Samedi, c’était le deuxième échange de prisonniers entre Israël et le Hamas : 200 Palestiniens contre quatre soldates israéliennes, des militaires affectées à la surveillance de la bande de Gaza, capturées le 7 octobre 2023. Les brigades Ezzedine El-Qassam ont remis les soldates à un représentant du Comité international de la Croix-Rouge (CICR) au cours d’un show spectaculaire. Cette mise en scène était principalement destinée à faire passer plusieurs messages au pouvoir et au public israéliens. Il y a eu d’abord la vidéo tournée juste avant la cérémonie, où on voyait les prisonnières remercier, en arabe, les brigades Al-Qassam pour les avoir protégées des bombardements de leur propre armée ; manière d’affirmer que les Israéliens ne se soucient pas de la vie de leurs ressortissants. Certes, on connaît les limites de la crédibilité de déclarations faites par des prisonniers sous contrainte. Toujours est-il que les images montraient des militaires vivantes, et apparemment en bonne santé. Ensuite, le choix de faire ça sur la place de la Palestine, au centre de la ville de Gaza, est symbolique ne serait-ce que par le nom du lieu. Le Hamas y avait installé une large estrade, avec des logos des brigades Al-Qassam et des slogans en hébreu, qui disaient par exemple que le sionisme n’allait pas gagner, agrémentés de portraits des chefs militaires israéliens.
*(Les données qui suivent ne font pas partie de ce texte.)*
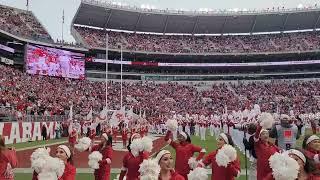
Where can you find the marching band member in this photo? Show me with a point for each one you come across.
(132, 160)
(124, 136)
(184, 151)
(167, 172)
(311, 147)
(220, 170)
(73, 137)
(303, 172)
(264, 149)
(105, 148)
(8, 161)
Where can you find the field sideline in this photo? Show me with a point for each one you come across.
(209, 145)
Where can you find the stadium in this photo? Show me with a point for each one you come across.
(222, 94)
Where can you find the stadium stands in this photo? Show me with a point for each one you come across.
(47, 95)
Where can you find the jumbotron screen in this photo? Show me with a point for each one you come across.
(48, 61)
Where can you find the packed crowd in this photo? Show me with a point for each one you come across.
(54, 96)
(22, 23)
(202, 44)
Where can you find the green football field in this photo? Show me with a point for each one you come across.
(209, 145)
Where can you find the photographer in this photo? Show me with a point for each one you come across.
(286, 133)
(249, 145)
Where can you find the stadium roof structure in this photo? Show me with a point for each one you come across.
(110, 16)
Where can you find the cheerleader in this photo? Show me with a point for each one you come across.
(8, 161)
(124, 136)
(264, 149)
(311, 147)
(92, 135)
(64, 153)
(115, 133)
(167, 172)
(219, 171)
(73, 137)
(305, 170)
(132, 161)
(105, 148)
(184, 151)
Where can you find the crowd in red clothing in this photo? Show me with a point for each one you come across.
(202, 44)
(41, 95)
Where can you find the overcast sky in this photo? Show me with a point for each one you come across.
(49, 12)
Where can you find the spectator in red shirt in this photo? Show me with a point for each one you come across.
(8, 161)
(184, 151)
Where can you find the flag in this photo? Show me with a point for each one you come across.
(89, 115)
(70, 113)
(103, 113)
(63, 16)
(117, 116)
(144, 115)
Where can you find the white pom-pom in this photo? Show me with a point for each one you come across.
(38, 164)
(40, 153)
(47, 176)
(118, 176)
(198, 174)
(147, 143)
(83, 144)
(266, 120)
(172, 125)
(56, 165)
(230, 151)
(136, 146)
(283, 167)
(149, 168)
(94, 159)
(38, 159)
(222, 159)
(193, 163)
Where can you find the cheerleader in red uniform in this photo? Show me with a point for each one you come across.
(264, 149)
(114, 133)
(167, 172)
(311, 147)
(8, 161)
(131, 162)
(92, 135)
(124, 136)
(63, 153)
(184, 151)
(105, 148)
(220, 172)
(142, 131)
(73, 137)
(305, 171)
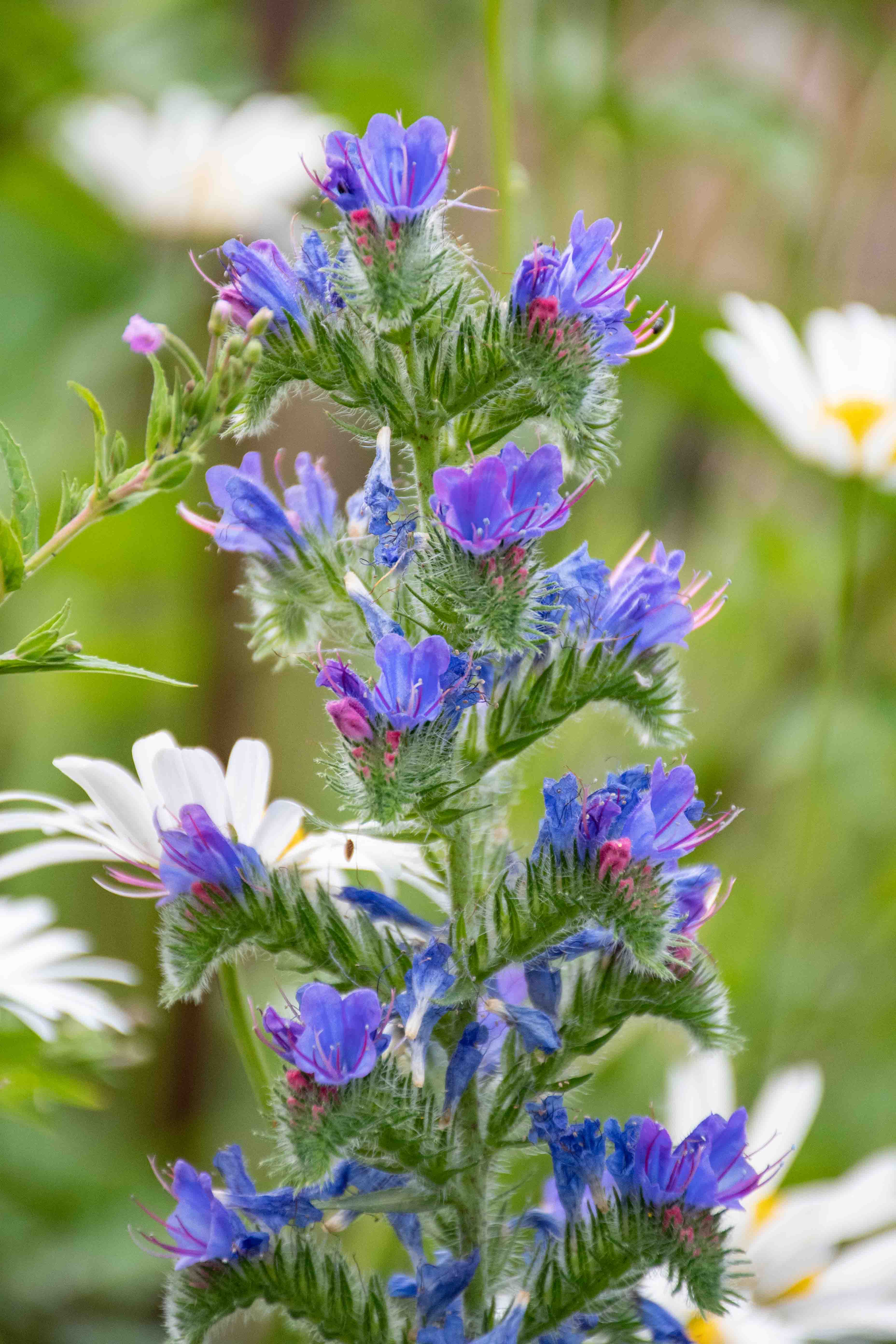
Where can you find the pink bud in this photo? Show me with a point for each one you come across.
(144, 338)
(615, 858)
(350, 718)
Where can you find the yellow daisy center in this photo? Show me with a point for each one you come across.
(704, 1331)
(859, 414)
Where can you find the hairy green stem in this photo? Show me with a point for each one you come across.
(502, 120)
(248, 1046)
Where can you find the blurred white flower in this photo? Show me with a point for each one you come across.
(195, 168)
(120, 822)
(832, 402)
(817, 1271)
(43, 972)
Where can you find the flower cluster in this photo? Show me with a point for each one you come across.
(580, 283)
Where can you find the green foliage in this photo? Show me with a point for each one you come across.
(487, 603)
(606, 1256)
(539, 697)
(559, 897)
(26, 513)
(195, 940)
(383, 1120)
(314, 1285)
(48, 650)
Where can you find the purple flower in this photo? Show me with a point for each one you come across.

La place était sécurisée par des haies compactes de combattants des brigades, le visage dissimulé sous une cagoule noire et le front ceint d’un bandeau vert. Le Hamas montrait ainsi qu’il entendait garder le pouvoir à Gaza. Montées sur scène, les soldates israéliennes ont été encadrées par ces combattants, armés chacun d’un Tavor, le modèle le plus récent de fusil d’assaut israélien, équipant les troupes d’élite, et probablement saisis lors de l’attaque des postes militaires le 7 octobre 2023.
Le Hamas revendique la victoire

Le message, c’était : nous sommes toujours là, bien plus forts que ce qu’on voulait vous faire croire ; nous avons vos armes, et nous avons vos soldates. Clin d’œil supplémentaire, chacune de ces dernières était vêtue d’un uniforme flambant neuf, évoquant celui de l’armée israélienne, et sans doute fabriqué dans les ateliers de couture souterrains du Hamas. Traduction : nous avons même les moyens de nous préoccuper de vous rendre vos captives vêtues dignement, contrairement à votre traitement des prisonniers palestiniens. L’uniforme avait toutefois quelques accessoires locaux : un pendentif représentant la carte de la Palestine tout entière, et un bracelet aux couleurs du drapeau palestinien. Des médias israéliens ont falsifié ces images en remplaçant les drapeaux palestiniens par des drapeaux israéliens.

Le Hamas revendique donc la victoire. Mais qui a gagné cette guerre ? Du point de vue israélien, on ne peut pas parler de succès. Nétanyahou n’a pas atteint ses objectifs : libérer tous les prisonniers israéliens et éradiquer le Hamas. Ce dernier est apparu au grand jour dès les premières heures du cessez-le-feu, avec ses combattants en uniformes kaki et ses policiers en bleu. Le gouvernement et l’administration ont annoncé dans un communiqué qu’ils reprenaient le travail. La branche militaire est toujours active, malgré la mort d’un grand nombre de ses chefs. De nombreux jeunes militants ont été formés pour intégrer les brigades Ezzedine El-Qassam en remplacement des combattants tués.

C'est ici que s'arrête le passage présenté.